# 1.5yo hatchling brought in a "friend" this morning! I think eggs are already within m



## Patmara (Jul 6, 2018)

*1.5yo hatchling brought in a "friend" this morning! I think eggs are already within m*

New to the site and today I have an issue, but I'll provide a backstory to present issue. 

My guy rescued a fresh hatchling and an egg in January 2017, from an A.C. unit that was getting removed from a residence. He moved the nest while doing the job, but the parents never returned, hence the rescue. The fresh hatch was ugly, so that became it's name. Ug, for short. The egg hatched during the night, so "Duck" was born, short for duckling. Ug and Duck grew well under our first time pigeon parenting. At 4 months of age, Duck flew out with Ug, but only Ug returned. 

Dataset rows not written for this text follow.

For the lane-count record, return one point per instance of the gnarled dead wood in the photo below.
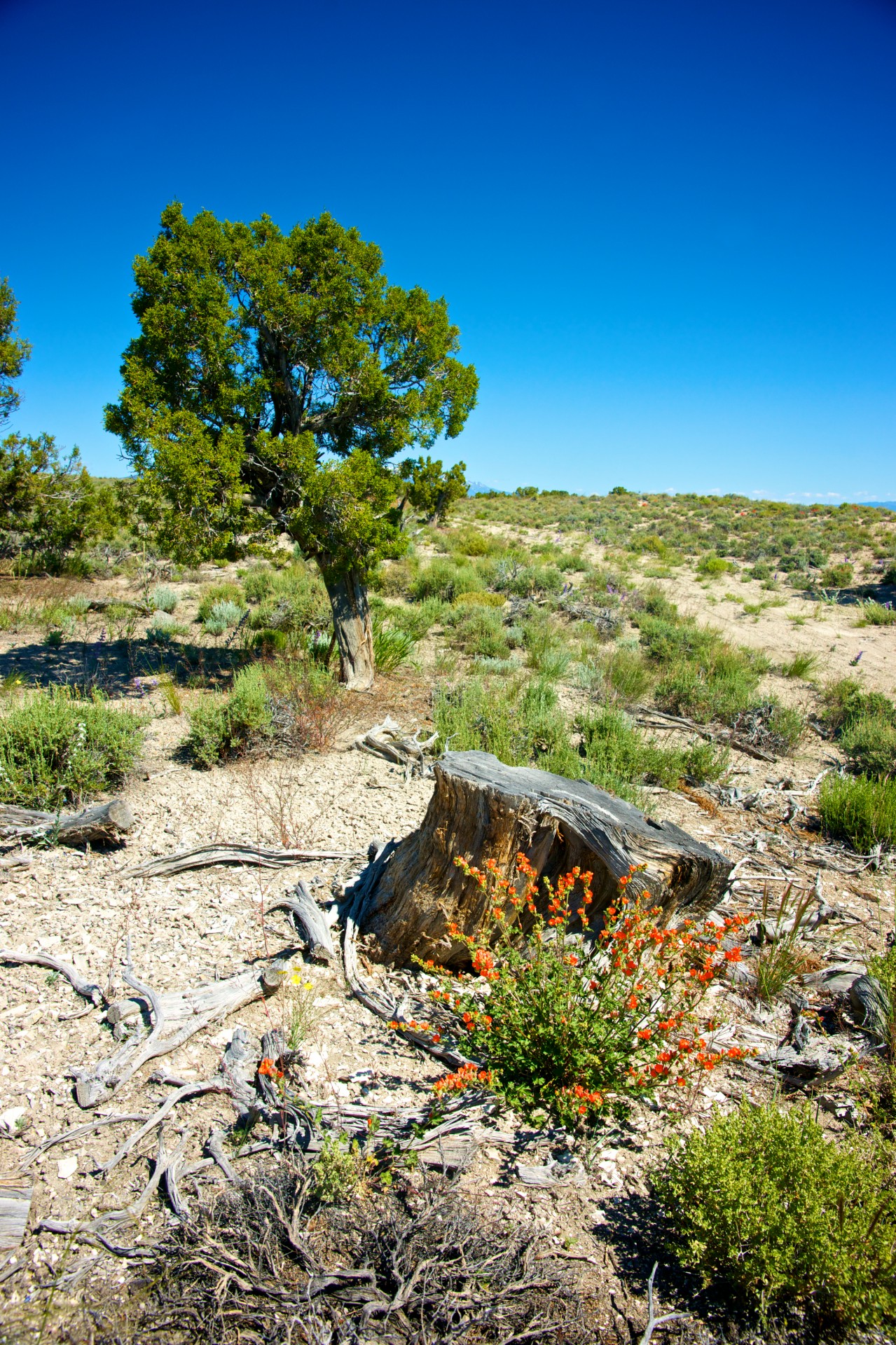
(387, 1009)
(310, 922)
(41, 959)
(177, 1017)
(206, 856)
(653, 719)
(97, 825)
(485, 810)
(390, 741)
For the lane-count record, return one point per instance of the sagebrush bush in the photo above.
(294, 704)
(859, 810)
(58, 751)
(225, 725)
(219, 593)
(579, 1028)
(766, 1207)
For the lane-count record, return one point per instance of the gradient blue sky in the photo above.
(665, 229)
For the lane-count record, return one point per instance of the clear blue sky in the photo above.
(666, 230)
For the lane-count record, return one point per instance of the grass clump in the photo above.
(618, 757)
(761, 1206)
(859, 810)
(163, 599)
(876, 614)
(57, 751)
(802, 665)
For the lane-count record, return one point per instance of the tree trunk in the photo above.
(485, 810)
(352, 624)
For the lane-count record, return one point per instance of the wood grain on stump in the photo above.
(485, 810)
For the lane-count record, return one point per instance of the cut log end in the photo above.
(485, 810)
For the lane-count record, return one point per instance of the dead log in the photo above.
(206, 856)
(97, 825)
(177, 1017)
(15, 1206)
(310, 920)
(485, 810)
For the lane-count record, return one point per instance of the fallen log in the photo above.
(310, 920)
(485, 810)
(206, 856)
(99, 825)
(175, 1017)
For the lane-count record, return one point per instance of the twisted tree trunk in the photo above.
(353, 628)
(485, 810)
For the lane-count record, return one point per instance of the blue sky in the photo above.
(666, 230)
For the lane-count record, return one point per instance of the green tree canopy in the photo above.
(273, 380)
(14, 352)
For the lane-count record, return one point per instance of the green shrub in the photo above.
(223, 612)
(520, 723)
(257, 583)
(859, 810)
(619, 757)
(715, 565)
(479, 633)
(58, 751)
(875, 614)
(563, 1030)
(763, 1206)
(225, 725)
(837, 576)
(163, 599)
(446, 580)
(219, 593)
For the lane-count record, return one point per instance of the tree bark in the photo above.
(485, 810)
(352, 624)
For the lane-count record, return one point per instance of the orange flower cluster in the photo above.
(469, 1076)
(581, 1098)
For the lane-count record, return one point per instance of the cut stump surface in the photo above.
(482, 810)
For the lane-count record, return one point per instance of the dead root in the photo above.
(420, 1263)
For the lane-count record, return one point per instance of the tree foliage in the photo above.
(273, 380)
(429, 488)
(14, 352)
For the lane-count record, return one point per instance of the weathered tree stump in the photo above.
(485, 810)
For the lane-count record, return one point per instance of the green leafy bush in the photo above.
(57, 751)
(225, 725)
(618, 757)
(392, 647)
(446, 580)
(859, 810)
(230, 593)
(574, 1028)
(766, 1207)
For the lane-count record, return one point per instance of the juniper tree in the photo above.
(273, 381)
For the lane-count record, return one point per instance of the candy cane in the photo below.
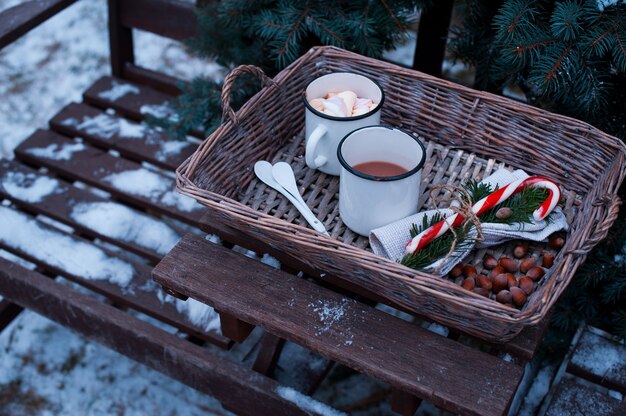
(554, 195)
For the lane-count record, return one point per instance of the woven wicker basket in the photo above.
(468, 134)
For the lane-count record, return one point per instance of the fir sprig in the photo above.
(522, 206)
(439, 247)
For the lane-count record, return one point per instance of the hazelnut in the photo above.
(504, 213)
(526, 284)
(547, 260)
(520, 250)
(469, 271)
(511, 281)
(456, 271)
(468, 283)
(496, 271)
(504, 296)
(526, 264)
(509, 264)
(519, 296)
(499, 282)
(484, 282)
(481, 291)
(535, 273)
(556, 241)
(489, 261)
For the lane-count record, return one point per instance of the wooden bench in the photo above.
(592, 378)
(73, 186)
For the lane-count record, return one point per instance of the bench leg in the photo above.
(404, 403)
(269, 353)
(234, 328)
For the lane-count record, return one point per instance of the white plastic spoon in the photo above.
(263, 171)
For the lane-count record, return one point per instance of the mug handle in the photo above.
(311, 145)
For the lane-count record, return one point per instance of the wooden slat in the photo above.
(170, 18)
(8, 312)
(522, 346)
(19, 19)
(93, 166)
(600, 359)
(238, 388)
(450, 375)
(129, 105)
(141, 142)
(61, 203)
(140, 295)
(574, 398)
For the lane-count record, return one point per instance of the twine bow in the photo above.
(463, 198)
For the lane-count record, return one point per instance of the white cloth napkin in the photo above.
(390, 240)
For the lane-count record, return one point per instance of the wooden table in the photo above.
(339, 321)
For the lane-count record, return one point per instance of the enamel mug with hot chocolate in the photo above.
(323, 131)
(368, 201)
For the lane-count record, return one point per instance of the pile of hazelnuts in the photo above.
(509, 281)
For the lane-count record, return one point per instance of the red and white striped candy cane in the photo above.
(425, 237)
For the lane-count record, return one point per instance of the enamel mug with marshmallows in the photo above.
(368, 201)
(324, 131)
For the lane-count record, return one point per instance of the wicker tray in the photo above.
(468, 134)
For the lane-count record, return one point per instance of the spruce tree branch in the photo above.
(524, 48)
(552, 73)
(393, 16)
(328, 31)
(293, 31)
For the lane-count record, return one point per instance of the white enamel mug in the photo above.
(323, 132)
(367, 202)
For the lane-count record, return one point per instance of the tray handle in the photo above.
(608, 214)
(227, 110)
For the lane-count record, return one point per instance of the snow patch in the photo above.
(153, 186)
(72, 256)
(163, 110)
(196, 312)
(28, 187)
(329, 313)
(117, 91)
(170, 148)
(120, 222)
(306, 403)
(56, 152)
(270, 261)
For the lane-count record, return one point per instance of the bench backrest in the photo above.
(170, 18)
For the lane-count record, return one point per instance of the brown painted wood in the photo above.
(432, 36)
(238, 388)
(269, 352)
(574, 398)
(233, 328)
(523, 347)
(140, 295)
(450, 375)
(404, 403)
(78, 120)
(93, 166)
(157, 80)
(8, 312)
(60, 204)
(130, 104)
(120, 39)
(590, 342)
(20, 19)
(172, 19)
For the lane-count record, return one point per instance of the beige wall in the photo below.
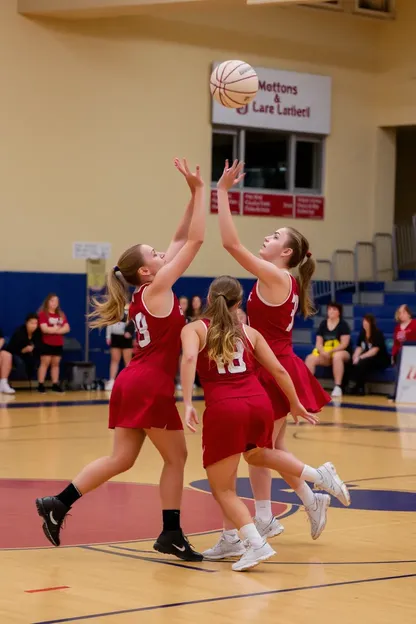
(94, 112)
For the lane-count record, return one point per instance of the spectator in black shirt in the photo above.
(20, 349)
(370, 355)
(332, 346)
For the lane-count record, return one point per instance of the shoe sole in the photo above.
(327, 504)
(176, 553)
(42, 513)
(255, 563)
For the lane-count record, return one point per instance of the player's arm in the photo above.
(181, 235)
(264, 270)
(191, 343)
(172, 271)
(265, 356)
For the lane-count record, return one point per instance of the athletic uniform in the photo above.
(275, 323)
(238, 414)
(143, 393)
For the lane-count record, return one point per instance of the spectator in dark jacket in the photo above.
(370, 354)
(21, 349)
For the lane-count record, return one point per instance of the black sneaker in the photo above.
(53, 513)
(175, 543)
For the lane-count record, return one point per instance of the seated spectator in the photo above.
(370, 355)
(332, 346)
(22, 347)
(53, 325)
(195, 308)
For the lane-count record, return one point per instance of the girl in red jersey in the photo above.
(271, 309)
(239, 416)
(53, 325)
(142, 401)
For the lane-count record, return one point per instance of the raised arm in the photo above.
(172, 270)
(265, 271)
(181, 235)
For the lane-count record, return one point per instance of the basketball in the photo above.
(234, 84)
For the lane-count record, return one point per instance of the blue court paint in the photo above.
(152, 559)
(361, 499)
(223, 598)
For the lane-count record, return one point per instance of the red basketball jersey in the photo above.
(274, 322)
(158, 337)
(234, 380)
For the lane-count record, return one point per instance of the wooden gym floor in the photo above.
(361, 570)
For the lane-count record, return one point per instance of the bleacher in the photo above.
(379, 298)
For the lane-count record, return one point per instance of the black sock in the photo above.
(171, 519)
(69, 495)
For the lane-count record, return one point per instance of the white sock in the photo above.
(250, 533)
(305, 494)
(263, 510)
(310, 474)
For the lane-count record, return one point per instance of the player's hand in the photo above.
(231, 175)
(191, 417)
(194, 180)
(298, 411)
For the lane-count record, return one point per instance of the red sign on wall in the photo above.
(309, 207)
(233, 197)
(267, 205)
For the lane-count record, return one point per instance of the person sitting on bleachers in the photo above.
(21, 349)
(370, 354)
(332, 346)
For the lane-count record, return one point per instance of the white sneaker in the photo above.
(225, 548)
(269, 528)
(6, 389)
(333, 484)
(253, 556)
(317, 513)
(336, 392)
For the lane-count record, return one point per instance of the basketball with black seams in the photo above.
(234, 84)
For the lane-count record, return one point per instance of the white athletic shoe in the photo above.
(317, 513)
(224, 548)
(253, 556)
(333, 484)
(270, 528)
(5, 388)
(337, 392)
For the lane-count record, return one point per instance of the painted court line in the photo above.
(152, 559)
(36, 591)
(223, 598)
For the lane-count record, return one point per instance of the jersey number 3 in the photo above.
(295, 302)
(237, 365)
(141, 326)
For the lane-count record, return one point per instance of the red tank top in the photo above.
(234, 380)
(158, 337)
(274, 322)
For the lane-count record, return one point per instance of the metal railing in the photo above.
(404, 244)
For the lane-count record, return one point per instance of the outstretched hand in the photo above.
(194, 180)
(231, 175)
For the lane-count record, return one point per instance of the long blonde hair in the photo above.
(302, 258)
(111, 309)
(224, 329)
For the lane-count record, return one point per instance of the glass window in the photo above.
(224, 145)
(266, 160)
(308, 165)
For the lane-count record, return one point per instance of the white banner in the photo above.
(406, 388)
(91, 251)
(285, 101)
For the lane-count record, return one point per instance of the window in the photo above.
(266, 158)
(276, 162)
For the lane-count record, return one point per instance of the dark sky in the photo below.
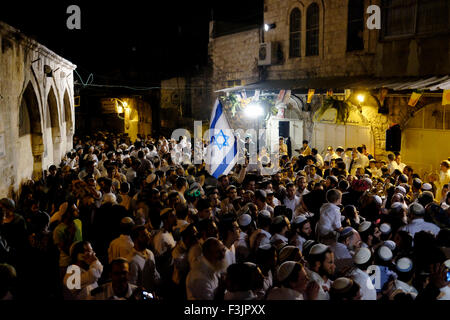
(128, 42)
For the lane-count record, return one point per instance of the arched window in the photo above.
(295, 33)
(312, 30)
(355, 27)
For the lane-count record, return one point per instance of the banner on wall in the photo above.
(287, 96)
(446, 97)
(310, 95)
(415, 97)
(2, 145)
(382, 95)
(280, 96)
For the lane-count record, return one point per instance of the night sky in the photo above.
(128, 42)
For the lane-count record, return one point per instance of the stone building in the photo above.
(185, 99)
(36, 109)
(326, 45)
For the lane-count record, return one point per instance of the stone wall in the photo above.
(36, 108)
(234, 57)
(333, 59)
(186, 99)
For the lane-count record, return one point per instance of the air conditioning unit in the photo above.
(267, 53)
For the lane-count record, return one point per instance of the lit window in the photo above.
(295, 33)
(355, 28)
(312, 30)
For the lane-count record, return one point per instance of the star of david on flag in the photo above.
(222, 152)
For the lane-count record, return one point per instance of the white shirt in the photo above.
(398, 284)
(367, 289)
(316, 178)
(230, 255)
(107, 293)
(180, 261)
(202, 281)
(330, 218)
(162, 242)
(264, 240)
(120, 247)
(143, 271)
(88, 282)
(284, 294)
(298, 241)
(319, 160)
(292, 204)
(418, 225)
(324, 287)
(277, 237)
(131, 174)
(392, 166)
(445, 293)
(329, 156)
(342, 256)
(301, 194)
(364, 160)
(240, 295)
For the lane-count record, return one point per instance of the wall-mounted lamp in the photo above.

Now, Ug has lived IN our Florida room (screened in room) with the door always kept open for freedom (we hoped) and has always returned. Ug is very domesticated...loves to be held and snuggled and even will play with us. I've always thought Ug was a girl that never layed eggs. Well, this morning I'm thinking differently. 

Early (8am) I hear Ug throwing a coo'ing fit like she was being pestered by something...like the blue jay that visits daily to eat the larger seeds Ug tosses to the side bc she's picky on her seed she will eat. Anyway, I peek out and see a new white pigeon sitting with Ug on her roost, and Ug in her corner where she often sleeps, but throwing a verbal fit. 

I keep a watch here and there and it hit me. Ug is a he...not a she...and the new wild white pigeon already dropped eggs in Ugs bed and Ugs fit was him doing his "thing" in fertilization. Ug has been on top of them all morning...another hint she is a he....day sitting. 

I walked out there to add seed to the dish and Ug flew to me and landed on me...coo'd in the typically friendly manner and flew right back to the corner next to the new visitor. The new pigeon wasn't excited to see me, but stayed put watching me closely. I then changed the water for bathing and drinking, thinking it may be needed even more so. Surprised this wild one isn't flying off or making a fuss. 

So the question, which I've seen posted about dove, is can we move the roost to outside without having them abandon the eggs? We could tolerate Ug keeping home inside there, but a full family, well...its a bit more pooh. We would recreate the roost to the deck at same height, an area Ug often sits with us at when we are outside.

If it's too late, then we will do a roost move after the family gets feathers and start flight. But still create the other outside to encourage the next nest there. 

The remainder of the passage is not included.